Founder of BRECAN Betty Anyanwu-Akeredolu attends the American Society of Clinical Oncology (ASCO) annual meeting
Betty Anyanwu-Akeredolu: “Greetings from Chicago where I attended the American Society of Clinical Oncology (ASCO) annual meeting. The Annual Meeting brings together oncology professionals from around the world to discuss state-of-the-art treatment modalities, new therapies, and ongoing controversies in the field.”
Good News for Women With BreastCancer: Many Don’t Need Chemo
Many women with early-stage forms of the disease
can forego chemo, based on a test that measures the
activity of genes involved in breast cancer recurrence.
“I think this is a very significant advance,” said Dr. Larry Norton, of Memorial Sloan Kettering Cancer Center in New York. He is not an author of the study, but his hospital participated. “I’ll be able to look people in the eye and say, ‘We analyzed your tumor, you have a really good prognosis and you actually don’t need chemotherapy.’ That’s a nice thing to be able to say to somebody.”
The findings apply to about 60,000 women a year in the United States, according to Dr. Joseph A. Sparano of Montefiore Medical Center in New York, the leader of the study.

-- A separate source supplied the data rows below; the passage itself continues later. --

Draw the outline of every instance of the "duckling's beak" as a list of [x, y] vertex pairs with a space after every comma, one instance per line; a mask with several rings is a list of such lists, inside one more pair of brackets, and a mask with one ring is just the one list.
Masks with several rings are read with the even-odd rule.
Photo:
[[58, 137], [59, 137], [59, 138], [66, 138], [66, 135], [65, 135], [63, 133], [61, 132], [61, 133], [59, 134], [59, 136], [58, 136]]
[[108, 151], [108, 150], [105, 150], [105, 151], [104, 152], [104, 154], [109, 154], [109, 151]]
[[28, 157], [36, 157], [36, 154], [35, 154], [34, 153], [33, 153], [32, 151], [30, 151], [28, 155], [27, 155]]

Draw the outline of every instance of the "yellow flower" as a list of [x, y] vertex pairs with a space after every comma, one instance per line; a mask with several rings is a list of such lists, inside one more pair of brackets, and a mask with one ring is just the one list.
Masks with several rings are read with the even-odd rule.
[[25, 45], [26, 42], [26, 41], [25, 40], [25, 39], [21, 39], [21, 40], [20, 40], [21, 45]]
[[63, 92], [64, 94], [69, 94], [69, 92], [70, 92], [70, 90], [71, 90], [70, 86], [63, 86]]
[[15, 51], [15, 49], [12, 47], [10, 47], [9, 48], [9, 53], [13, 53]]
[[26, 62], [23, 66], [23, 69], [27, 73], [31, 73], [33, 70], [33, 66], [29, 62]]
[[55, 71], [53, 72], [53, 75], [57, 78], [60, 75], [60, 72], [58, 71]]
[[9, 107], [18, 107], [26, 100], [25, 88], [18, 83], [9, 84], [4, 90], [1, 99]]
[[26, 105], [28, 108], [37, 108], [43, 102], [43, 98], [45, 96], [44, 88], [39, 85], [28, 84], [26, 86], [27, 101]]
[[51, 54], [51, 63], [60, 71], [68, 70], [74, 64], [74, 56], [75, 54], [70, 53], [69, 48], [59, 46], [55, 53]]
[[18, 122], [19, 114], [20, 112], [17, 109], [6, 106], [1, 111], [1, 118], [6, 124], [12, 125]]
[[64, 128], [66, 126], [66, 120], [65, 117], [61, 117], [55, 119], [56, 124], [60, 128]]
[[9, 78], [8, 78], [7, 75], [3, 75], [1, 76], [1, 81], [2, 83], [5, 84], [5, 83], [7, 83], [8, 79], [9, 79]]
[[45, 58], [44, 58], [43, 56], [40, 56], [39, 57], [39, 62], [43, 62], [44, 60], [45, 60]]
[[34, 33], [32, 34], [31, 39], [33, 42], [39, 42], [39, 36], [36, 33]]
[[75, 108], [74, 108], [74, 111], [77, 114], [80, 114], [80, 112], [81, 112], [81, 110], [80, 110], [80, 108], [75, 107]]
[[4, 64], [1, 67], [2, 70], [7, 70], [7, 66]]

Re: Good News for Women With Breast Cancer: Many Don’t Need Chemo
Betty Anyanwu-Akeredolu writes :
“This is, indeed, a good news. It goes to buttress my gamble twenty one years ago when I strongly felt that I didn’t need chemo given the pathology report of the stage of my disease-first stage and still localized with no infiltration into the lymph node. So early detection and presentation may likely cause your escape from Chemo! It becomes imperative for us (NGOs in colab with government) to embark on aggressive campaign on early detection and presentation, educating our women for a better understanding of the nature of breast and its notoriety as a disease that progresses with time. The preponderance of late presentation in our environment is due to this lack of understanding of how breast cancer behaves. Time is now to let every Nigerian woman (and man too) know! We therefore need a nationwide structured and sustained awareness campaign. That’s, in my opinion, the entry point to surviving breast cancer”.